The management of Dangote cement Plc has concluded plans to increase the capacity of its 42.5 cement to 9mtpa by July this year.
Speaking one after another at the 2013 Annual General meeting (AGM) of the Company in Lagos, the shareholders passed a vote of confidence on the management, saying it has exhibited a sense of patriotism and concern for the users of the product.
This is just as the Chairman of the Company; Aliko Dangote explained that the expansion strategies embarked upon by the management would culminate in an increase of additional 9 million metric tonnes of cement capacity.
Shareholders lauded the Dangote Cement management for rising to the occasion by raising the bar with the 42.5 and 52.5 grades recently rebranded against the background of the incessant building collapse across the nation.
They stated that with the upgrade of the cement from the staple of Dangote Cement Plc, it would now be cleared that any incident of building collapse anywhere could no longer be traced to the quality of cement, at least the one produced by Dangote.

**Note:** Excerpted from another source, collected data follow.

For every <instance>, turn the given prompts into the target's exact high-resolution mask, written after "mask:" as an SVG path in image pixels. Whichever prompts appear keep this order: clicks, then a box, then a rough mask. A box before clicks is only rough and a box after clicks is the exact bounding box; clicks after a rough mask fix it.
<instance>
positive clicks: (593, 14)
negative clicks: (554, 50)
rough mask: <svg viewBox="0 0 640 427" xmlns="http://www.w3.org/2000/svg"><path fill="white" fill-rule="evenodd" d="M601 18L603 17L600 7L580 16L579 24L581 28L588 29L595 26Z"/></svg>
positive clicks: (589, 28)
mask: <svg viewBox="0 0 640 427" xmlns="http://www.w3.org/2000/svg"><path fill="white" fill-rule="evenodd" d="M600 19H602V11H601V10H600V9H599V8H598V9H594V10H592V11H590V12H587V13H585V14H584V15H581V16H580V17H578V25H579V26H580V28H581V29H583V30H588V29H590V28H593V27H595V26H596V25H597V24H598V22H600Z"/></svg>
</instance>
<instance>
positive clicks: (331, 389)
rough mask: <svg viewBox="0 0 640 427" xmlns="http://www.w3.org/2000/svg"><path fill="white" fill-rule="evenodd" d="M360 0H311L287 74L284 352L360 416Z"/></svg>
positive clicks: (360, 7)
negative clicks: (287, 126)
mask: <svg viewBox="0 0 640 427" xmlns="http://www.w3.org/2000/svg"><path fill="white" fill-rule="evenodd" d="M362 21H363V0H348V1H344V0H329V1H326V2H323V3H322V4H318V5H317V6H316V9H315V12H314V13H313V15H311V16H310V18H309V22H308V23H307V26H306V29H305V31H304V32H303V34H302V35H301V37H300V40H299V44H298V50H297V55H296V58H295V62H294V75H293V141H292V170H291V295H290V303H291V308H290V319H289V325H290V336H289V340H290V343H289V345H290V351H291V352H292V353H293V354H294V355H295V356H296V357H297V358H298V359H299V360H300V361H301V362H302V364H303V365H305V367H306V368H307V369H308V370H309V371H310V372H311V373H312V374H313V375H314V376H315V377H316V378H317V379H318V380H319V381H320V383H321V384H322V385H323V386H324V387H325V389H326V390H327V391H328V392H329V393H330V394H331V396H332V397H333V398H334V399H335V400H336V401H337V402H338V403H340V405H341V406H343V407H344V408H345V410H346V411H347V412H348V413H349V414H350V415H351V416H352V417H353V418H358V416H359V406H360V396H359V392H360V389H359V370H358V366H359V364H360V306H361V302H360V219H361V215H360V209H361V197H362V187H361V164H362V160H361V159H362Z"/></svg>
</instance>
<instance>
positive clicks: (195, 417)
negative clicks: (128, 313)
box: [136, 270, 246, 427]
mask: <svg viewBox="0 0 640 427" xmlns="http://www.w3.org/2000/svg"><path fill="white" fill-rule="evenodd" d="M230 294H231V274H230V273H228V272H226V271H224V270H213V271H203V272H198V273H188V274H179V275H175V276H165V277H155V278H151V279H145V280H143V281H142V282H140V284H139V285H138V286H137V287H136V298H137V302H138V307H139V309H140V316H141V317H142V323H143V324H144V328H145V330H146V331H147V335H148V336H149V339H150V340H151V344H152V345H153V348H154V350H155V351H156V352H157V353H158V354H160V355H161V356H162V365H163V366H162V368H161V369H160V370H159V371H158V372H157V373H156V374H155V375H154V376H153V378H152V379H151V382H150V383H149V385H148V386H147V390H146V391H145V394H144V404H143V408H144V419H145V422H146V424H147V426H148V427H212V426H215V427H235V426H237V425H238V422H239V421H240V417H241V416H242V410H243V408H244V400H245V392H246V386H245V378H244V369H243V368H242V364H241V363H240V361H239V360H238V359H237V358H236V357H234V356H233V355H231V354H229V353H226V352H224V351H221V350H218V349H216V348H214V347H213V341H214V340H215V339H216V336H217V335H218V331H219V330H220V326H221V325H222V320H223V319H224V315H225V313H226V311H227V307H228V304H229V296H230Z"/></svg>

The Company Chairman disclosed that its expansion drive would increase capacity and add additional 9 million metric tonnes, expressing satisfaction that the importation of cement into the country has continued to thin out with an estimate of just 1.1m metric tonnes imported in 2013 down from 1.9m in 2012.
He vowed that the company would stop at nothing to expand because presently most the Nigeria’s neighbours are importing cement from Far East. “And we are confident that Nigeria’s cement will prove more attractive than the imports, particularly within the 15 member ECOWAS.”
To stabilize the price of cement and free the consumers from the profiteering middlemen, Dangote, said that his company would intensify direct-to-consumer deliveries.
Insisting that his company has not increased the price of cement, he explained that though prices of most inputs into cement production has gone astronomically high but that his organization is committed to making the commodity available to consumers at the most reasonable price.